Карасёв посмотрел на меня внимательно.

— Обухов. Патроны выдаёт старшина.

— Старшина выдаёт к трёхлинейке, товарищ лейтенант. А мне нужен двенадцатый калибр.

До него дошло. Он откинулся, потёр лицо ладонью — жест у него за месяц стал совсем стариковский — и спросил уже другим тоном:

— Кончились?

— Один остался.

— И ты думаешь, на складах пароходства…

— У пароходства была военизированная охрана. У охраны — дробовики.
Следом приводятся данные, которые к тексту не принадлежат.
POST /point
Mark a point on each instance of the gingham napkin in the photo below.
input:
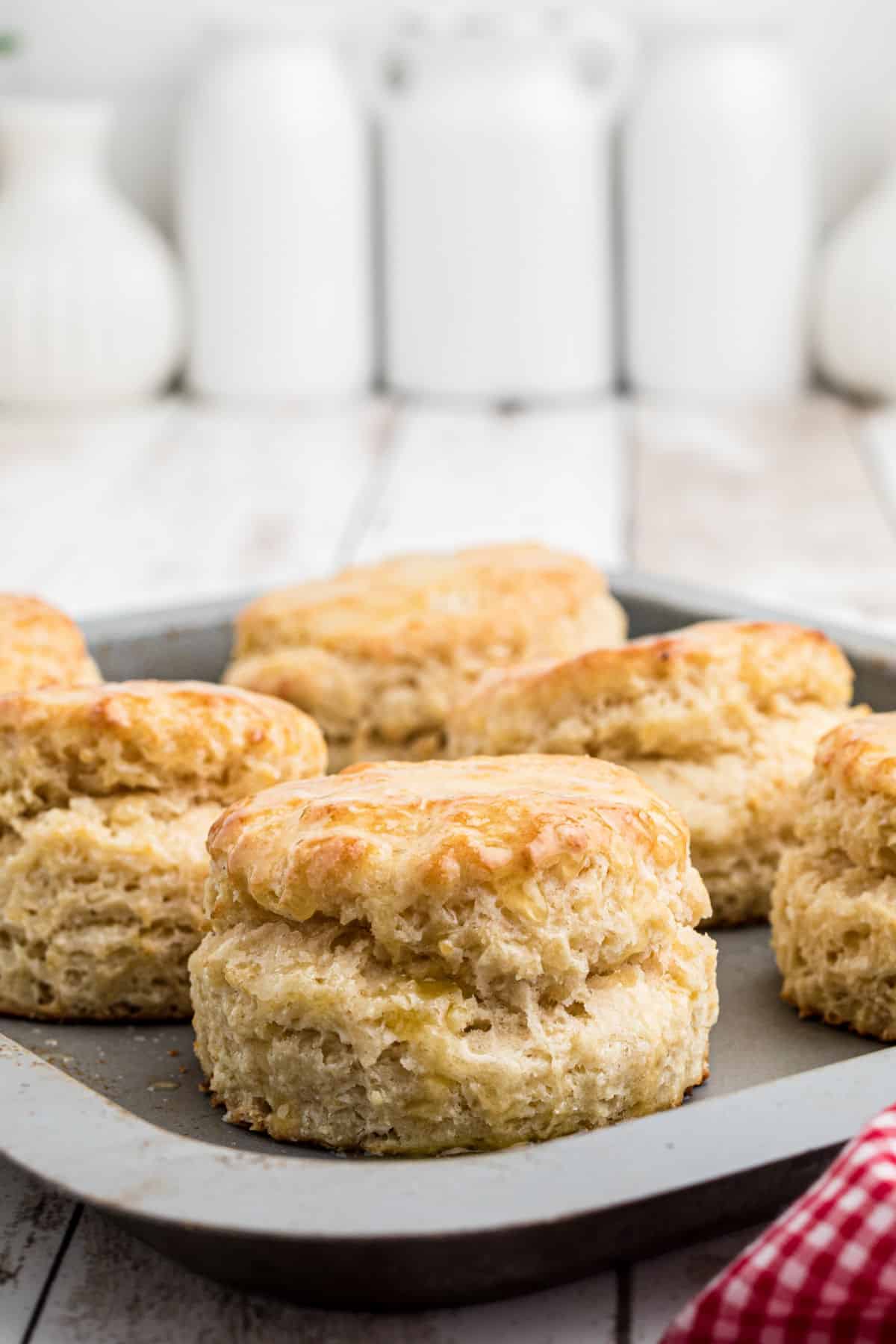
(825, 1272)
У дробовиков — казённый боезапас, который никто, кроме них, взять не мог: армии он не нужен, калибр не тот. Охрану призвали ещё летом. Ящики остались.

— Это тебе кто сказал?

— Синицын. Он до войны при пристани работал, эти ящики грузил.

Карасёв побарабанил пальцами по столу. Я ждал. Формально идти вниз мне было незачем — участок наш наверху, задача наша наверху, и любой командир имел полное право послать меня к старшине за уставным боеприпасом.

— Товарищ лейтенант, вы же сами говорили приходить и говорить, как сделать, — напомнил я.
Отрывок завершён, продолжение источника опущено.